For regression problems, we have the following parametrization

$$t_x=\frac{x - x_a}{w_a}, t_y=\frac{y−y_a}{h_a}, t_w= \log \left( \frac{w}{w_a} \right), t_h= \log \left(\frac{h}{h_a} \right)$$

and the ground-truth labels are

$$t_x^*=\frac{x^* - x_a}{w_a}, t_y^*=\frac{y^*−y_a}{h_a}, t_w^*= \log \left( \frac{w^*}{w_a} \right), t_h^*= \log \left(\frac{h^*}{h_a} \right)$$

where

• $$x$$ and $$y$$ are the two coordinates of the center, $$w$$ the width, and $$h$$ the height of the predicted box.

• $$x$$ and $$y$$ are the two coordinates of the center, $$w$$ the width, and $$h$$ the height of the anchor box.

• $$L_{reg}(t_i, t_i^*) = R(t_i − t_i^*)$$, where $$R$$ is a robust loss function (smooth $$L_1$$)

How can I get the predicted box?

And Lreg = SmoothL1(t−t∗), is that add up tx,ty,tw,th and minus the sum of tx,ty,tw,th?

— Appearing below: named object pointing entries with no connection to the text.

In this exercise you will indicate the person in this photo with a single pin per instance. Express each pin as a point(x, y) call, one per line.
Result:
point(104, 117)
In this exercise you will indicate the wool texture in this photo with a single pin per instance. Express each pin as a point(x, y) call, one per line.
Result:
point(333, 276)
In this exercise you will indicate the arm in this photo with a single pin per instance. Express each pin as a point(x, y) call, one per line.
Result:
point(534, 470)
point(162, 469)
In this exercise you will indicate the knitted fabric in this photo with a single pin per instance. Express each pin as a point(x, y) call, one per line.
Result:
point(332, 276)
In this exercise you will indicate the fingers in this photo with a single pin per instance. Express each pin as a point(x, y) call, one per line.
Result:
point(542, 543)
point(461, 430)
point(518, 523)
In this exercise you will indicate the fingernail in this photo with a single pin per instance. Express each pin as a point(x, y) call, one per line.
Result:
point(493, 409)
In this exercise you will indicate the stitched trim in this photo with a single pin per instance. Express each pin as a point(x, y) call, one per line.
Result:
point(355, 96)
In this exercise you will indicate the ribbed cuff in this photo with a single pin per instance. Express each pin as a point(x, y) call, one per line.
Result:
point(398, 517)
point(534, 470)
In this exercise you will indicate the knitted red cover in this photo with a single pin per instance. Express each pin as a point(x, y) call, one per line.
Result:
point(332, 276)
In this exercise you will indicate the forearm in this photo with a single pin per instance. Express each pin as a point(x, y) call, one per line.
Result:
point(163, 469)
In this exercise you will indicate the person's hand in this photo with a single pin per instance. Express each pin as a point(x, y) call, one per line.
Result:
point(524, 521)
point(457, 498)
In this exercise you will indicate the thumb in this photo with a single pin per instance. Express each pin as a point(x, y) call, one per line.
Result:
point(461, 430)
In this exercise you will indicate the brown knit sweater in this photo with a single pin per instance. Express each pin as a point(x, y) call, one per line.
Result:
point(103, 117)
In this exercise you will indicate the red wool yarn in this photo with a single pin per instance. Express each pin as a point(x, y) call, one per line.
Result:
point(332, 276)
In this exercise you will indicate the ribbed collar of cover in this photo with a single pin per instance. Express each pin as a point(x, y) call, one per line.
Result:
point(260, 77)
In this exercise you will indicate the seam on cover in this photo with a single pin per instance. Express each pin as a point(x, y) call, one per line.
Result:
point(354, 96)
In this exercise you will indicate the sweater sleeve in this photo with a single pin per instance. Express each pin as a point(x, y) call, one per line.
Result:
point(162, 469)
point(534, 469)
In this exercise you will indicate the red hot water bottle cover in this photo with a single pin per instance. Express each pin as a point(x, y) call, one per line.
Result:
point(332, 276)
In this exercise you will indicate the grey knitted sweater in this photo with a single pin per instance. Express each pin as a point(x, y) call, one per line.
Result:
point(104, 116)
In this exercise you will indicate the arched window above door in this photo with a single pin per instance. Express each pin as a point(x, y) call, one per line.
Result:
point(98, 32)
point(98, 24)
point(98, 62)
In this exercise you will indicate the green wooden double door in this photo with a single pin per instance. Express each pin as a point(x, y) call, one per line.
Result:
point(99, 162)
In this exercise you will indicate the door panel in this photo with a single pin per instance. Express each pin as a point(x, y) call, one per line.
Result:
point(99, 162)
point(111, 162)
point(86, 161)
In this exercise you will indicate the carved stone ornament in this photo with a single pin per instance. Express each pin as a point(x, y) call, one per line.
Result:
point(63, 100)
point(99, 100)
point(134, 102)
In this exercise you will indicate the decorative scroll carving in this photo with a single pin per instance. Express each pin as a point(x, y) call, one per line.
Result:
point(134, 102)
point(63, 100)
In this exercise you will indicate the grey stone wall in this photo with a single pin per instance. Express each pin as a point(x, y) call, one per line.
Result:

• Hi and welcome to this community. I've edited your post to clarify it and add latex format. Your questions (especially the last one) are not clear though. Please, edit your post to clarify it. – nbro Dec 4 '19 at 14:27
• Thank you very much! – user31844 Dec 6 '19 at 1:40
• Please, clarify your last sentence "And Lreg = SmoothL1(t−t∗), is that add up tx,ty,tw,th and minus the sum of tx,ty,tw,th?". What are you asking here? – nbro Dec 6 '19 at 1:44

So basically what your network predict is $$t_x, t_y, t_w, t_h$$:
And the bounding box coordinates are $$x, y, w, h$$, and the anchor coordinates are $$x_a, y_a, w_a, h_a$$. So in order to compute $$x, y, w, h$$ from $$t_x, t_y, t_w, t_h$$, you just have to invert the equations above. However I think you could gain more intuition about it if you take your time and read the whole section 3.1 from the paper. I know sometimes is a pain, but you will grasp the high level concept.
With regard to your second question. Yes the loss is computed with the output from the network and the "coded" ground truth, meaning you compute the loss with the paramters $$t$$ (predicted) against $$t^*$$ (coded ground truth) instead for computing loss with the real coordinates of the bounding boxes (decoded output from the network). For the equation on Smooth L1 loss check this wonderful documentation.